Une société en miettes
La
classe possédante tient les leviers du pouvoir, la force et la
finance, mais elle est peu nombreuse et doit diviser pour régner.
Pendant longtemps elle a pu s’appuyer sur une classe intermédiaire
de petits possédants, les sous-officiers du système sélectionnés
par une instruction rudimentaire et idéologique. Les plus malins
pouvaient même aspirer à de hautes fonctions. Le fossé de classe
se situait entre le petit bourgeois possédant un peu et l’ouvrier
n’ayant que sa force de travail. Il s’agissait d’éviter que
les deux se trouvent des intérêts communs, et ne pas reproduire les
erreurs de 1789 ou de 1871 quand les Communes avaient pris le
pouvoir. La classe ouvrière elle-même devait être divisée par des
courants politiques opposés et des syndicats antagonistes.
Néanmoins, cette organisation du social n’était pas sans failles
et devait être constamment renforcé par de la propagande
nationaliste, provoquant des irruptions guerrières ou
ethnico-raciales.
Le
monde après 1945 était différent. Les armes nucléaires rendaient
la guerre totale impraticable, consignant les combats à la
périphérie des empires. Et l’accès aux études supérieures ne
cessait de s’élargir d’une classe d’âge à la suivante, de
même que l’accès à la propriété d’un logement. Avec une
forte imposition des revenus et des successions, suite aux exigences
de la guerre, certains théorisaient une société composée
uniquement d’une classe moyenne. Mais ce rêve américain n’était
qu’une façade qui cachait un monde du travail très âpre et
ethniquement mélangé. L’ascension sociale et l’embourgeoisement
des ouvriers, leur passage du col bleu au col blanc avait dû être
compensé en bas de l’échelle. Pour les tâches spécialisées le
capitalisme français avait recruté au Nord de la Méditerranée,
pour les tâches plus simples au Sud. Et les autres pays développés,
confrontés à la même situation, avaient aussi encouragé une
immigration de main-d’œuvre pour les travaux ingrats. Suite aux
remous de 1968, quelques bonnes âmes se préoccupèrent du sort des
immigrés dans leurs bidons-villes et leurs foyers insalubres. Il y
eut de l’alphabétisation, l’autorisation de faire venir leurs
familles, l’accès aux logements sociaux et des naturalisations.

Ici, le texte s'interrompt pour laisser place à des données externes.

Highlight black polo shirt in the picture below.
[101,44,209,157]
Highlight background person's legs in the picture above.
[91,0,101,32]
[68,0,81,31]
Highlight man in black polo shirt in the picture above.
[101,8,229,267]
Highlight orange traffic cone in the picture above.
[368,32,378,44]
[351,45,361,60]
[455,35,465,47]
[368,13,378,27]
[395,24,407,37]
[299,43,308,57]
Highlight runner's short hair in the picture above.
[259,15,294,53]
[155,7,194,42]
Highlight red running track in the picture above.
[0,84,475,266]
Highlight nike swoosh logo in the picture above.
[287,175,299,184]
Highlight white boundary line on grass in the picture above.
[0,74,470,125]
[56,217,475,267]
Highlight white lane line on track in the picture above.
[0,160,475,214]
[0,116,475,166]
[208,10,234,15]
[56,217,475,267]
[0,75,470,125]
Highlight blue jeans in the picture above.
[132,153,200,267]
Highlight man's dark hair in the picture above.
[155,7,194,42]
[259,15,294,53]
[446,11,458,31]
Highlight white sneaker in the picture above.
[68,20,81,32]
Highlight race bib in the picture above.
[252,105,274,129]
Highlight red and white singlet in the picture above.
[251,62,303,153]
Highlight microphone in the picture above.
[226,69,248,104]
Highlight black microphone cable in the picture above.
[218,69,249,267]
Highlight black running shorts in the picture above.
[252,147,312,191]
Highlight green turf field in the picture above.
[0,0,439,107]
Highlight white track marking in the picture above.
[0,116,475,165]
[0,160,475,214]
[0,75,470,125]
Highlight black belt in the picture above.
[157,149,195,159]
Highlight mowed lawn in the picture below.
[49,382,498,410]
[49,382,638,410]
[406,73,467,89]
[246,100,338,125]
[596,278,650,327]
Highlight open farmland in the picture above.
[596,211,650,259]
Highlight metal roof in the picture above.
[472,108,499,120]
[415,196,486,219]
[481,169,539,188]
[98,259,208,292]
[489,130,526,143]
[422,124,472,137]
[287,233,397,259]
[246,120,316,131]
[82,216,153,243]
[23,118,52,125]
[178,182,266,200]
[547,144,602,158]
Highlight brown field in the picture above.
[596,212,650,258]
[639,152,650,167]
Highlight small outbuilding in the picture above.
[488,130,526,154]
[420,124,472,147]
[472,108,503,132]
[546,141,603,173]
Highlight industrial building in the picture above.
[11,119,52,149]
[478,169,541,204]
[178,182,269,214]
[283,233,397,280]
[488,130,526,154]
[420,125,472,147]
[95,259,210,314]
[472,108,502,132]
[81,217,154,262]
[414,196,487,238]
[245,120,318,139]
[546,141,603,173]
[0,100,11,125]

Sous l’apparence d’intégration, le capital installait des
minorités visibles aux derniers rangs de la société.
La
classe possédante a interrompu la cohésion d’après-guerre entre
classe moyenne et classe ouvrière, en créant une citoyenneté
visiblement différente. L’avantage du capitalisme américain, avec
ses divisions raciales originelles, s’était reproduit en Europe.

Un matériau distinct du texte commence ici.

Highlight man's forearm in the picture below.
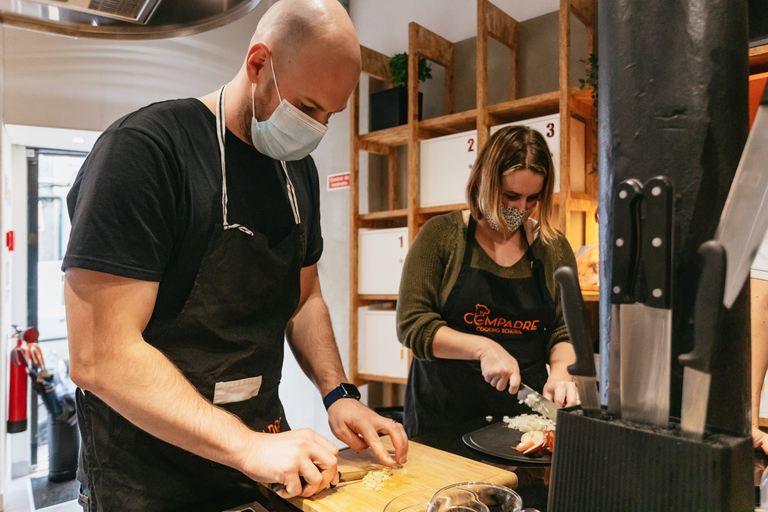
[286,294,347,396]
[65,269,254,476]
[72,328,254,469]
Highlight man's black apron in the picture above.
[405,216,555,437]
[77,88,306,512]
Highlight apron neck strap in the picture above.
[216,85,301,236]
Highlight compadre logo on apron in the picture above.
[464,304,539,334]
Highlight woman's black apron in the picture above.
[77,88,306,512]
[405,216,555,437]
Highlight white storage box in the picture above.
[358,309,408,379]
[491,114,560,192]
[357,228,408,295]
[419,130,477,207]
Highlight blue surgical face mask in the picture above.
[251,62,328,161]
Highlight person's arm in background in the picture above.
[542,235,579,407]
[64,267,338,497]
[286,264,408,466]
[750,278,768,453]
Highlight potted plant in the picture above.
[370,52,432,131]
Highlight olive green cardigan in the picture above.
[397,210,576,359]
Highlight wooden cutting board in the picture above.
[290,437,517,512]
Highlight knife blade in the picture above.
[715,80,768,309]
[517,382,560,421]
[339,469,376,483]
[678,240,727,439]
[621,176,674,427]
[608,178,643,416]
[269,468,376,492]
[555,267,602,418]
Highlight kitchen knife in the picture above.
[608,178,643,416]
[608,178,643,416]
[517,382,559,421]
[270,469,375,492]
[555,267,602,418]
[621,176,674,427]
[715,82,768,308]
[678,240,726,439]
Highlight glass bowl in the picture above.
[428,482,523,512]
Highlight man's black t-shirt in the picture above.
[63,99,323,341]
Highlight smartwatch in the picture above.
[323,382,360,411]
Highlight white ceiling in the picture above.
[5,0,560,152]
[5,124,101,152]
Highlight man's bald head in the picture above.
[251,0,360,72]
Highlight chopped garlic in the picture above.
[363,468,392,491]
[504,414,555,432]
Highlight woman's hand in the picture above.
[478,340,520,395]
[542,375,581,407]
[542,342,581,407]
[752,425,768,454]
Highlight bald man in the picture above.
[63,0,408,512]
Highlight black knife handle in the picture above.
[635,176,675,309]
[555,267,597,377]
[677,240,726,373]
[611,178,643,304]
[760,78,768,105]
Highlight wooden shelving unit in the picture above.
[349,0,598,388]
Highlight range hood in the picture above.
[0,0,266,39]
[32,0,160,24]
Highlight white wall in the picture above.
[349,0,560,55]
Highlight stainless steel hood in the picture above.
[0,0,261,39]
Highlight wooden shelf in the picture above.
[357,208,408,221]
[349,0,600,388]
[359,87,592,150]
[360,124,408,147]
[418,203,467,215]
[488,91,560,125]
[358,293,397,304]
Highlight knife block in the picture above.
[548,407,755,512]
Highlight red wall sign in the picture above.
[328,172,349,190]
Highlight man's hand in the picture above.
[328,398,408,466]
[479,340,520,395]
[241,428,339,499]
[542,376,581,407]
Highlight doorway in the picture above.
[27,148,87,467]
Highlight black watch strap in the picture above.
[323,382,360,410]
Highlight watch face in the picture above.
[339,382,360,400]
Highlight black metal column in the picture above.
[599,0,750,434]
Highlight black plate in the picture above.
[462,421,552,465]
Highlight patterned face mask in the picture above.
[488,205,533,233]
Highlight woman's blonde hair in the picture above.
[467,126,556,244]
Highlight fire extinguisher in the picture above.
[8,325,39,434]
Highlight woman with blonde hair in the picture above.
[397,126,578,437]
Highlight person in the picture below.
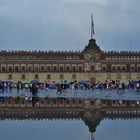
[136,83,140,94]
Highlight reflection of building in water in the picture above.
[0,15,140,82]
[0,105,140,140]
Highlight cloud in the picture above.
[0,0,140,50]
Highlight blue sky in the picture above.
[0,0,140,51]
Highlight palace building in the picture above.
[0,18,140,82]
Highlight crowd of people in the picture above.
[0,80,140,95]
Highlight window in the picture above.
[41,66,45,71]
[47,74,51,79]
[102,66,106,71]
[34,66,39,71]
[66,66,70,71]
[107,73,111,79]
[112,66,116,71]
[72,66,76,71]
[122,66,126,71]
[15,66,19,72]
[8,66,13,72]
[90,66,95,71]
[59,74,64,80]
[126,73,131,79]
[72,74,76,80]
[117,74,121,79]
[137,66,140,71]
[47,66,51,71]
[21,66,26,71]
[60,66,64,71]
[137,73,140,79]
[8,74,12,80]
[35,74,39,79]
[2,66,6,72]
[79,66,83,71]
[21,74,26,80]
[117,66,121,71]
[28,66,32,72]
[53,66,57,71]
[130,66,135,71]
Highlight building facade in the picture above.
[0,19,140,82]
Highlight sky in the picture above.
[0,0,140,51]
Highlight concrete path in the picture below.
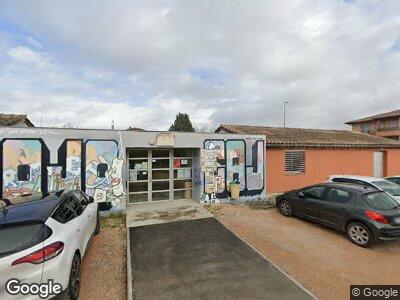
[126,200,212,228]
[128,218,312,299]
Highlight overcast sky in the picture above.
[0,0,400,130]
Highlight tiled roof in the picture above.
[127,126,146,131]
[216,125,400,148]
[346,109,400,124]
[0,114,34,127]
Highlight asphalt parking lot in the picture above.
[209,205,400,299]
[129,218,311,299]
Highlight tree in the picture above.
[169,113,195,132]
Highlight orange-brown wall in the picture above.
[266,148,400,193]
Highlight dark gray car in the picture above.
[276,183,400,247]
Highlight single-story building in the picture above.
[0,114,35,127]
[0,127,265,211]
[216,125,400,193]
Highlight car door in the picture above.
[319,187,355,228]
[294,186,326,220]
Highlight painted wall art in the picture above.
[2,139,124,210]
[203,139,265,198]
[2,139,42,198]
[85,140,124,206]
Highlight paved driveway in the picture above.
[129,218,311,299]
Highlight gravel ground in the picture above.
[79,218,126,300]
[208,204,400,299]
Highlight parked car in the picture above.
[385,175,400,185]
[326,175,400,203]
[0,190,100,299]
[276,183,400,247]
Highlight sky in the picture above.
[0,0,400,130]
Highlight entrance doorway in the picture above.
[128,148,193,203]
[374,151,384,178]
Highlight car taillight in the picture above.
[11,242,64,266]
[365,210,389,224]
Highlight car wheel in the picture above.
[94,212,100,235]
[279,200,292,217]
[347,222,373,247]
[68,253,81,300]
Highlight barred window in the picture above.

Le travail se trouvait divisé par des barrières nouvelles. Les
droits des minorités primaient sur la solidarité de classe
traditionnelle. En même temps une autre fragmentation du travail
était en cours. La production éparpillait sa sous-traitance et
isolait les unités de production, l’emploi intérimaire se
répandait, et l’auto-entreprise était favorisée. L’esprit du
chacun pour soi l’a emporté. Le capital a réussi l’émiettement
complet de son opposition et l’a réduite à l’impuissance. Mais
saura-t-il résoudre l’urgence de ses contradictions internes, ou
va-t-il s’effondrer sous le poids de la dette sans la moindre
barricade?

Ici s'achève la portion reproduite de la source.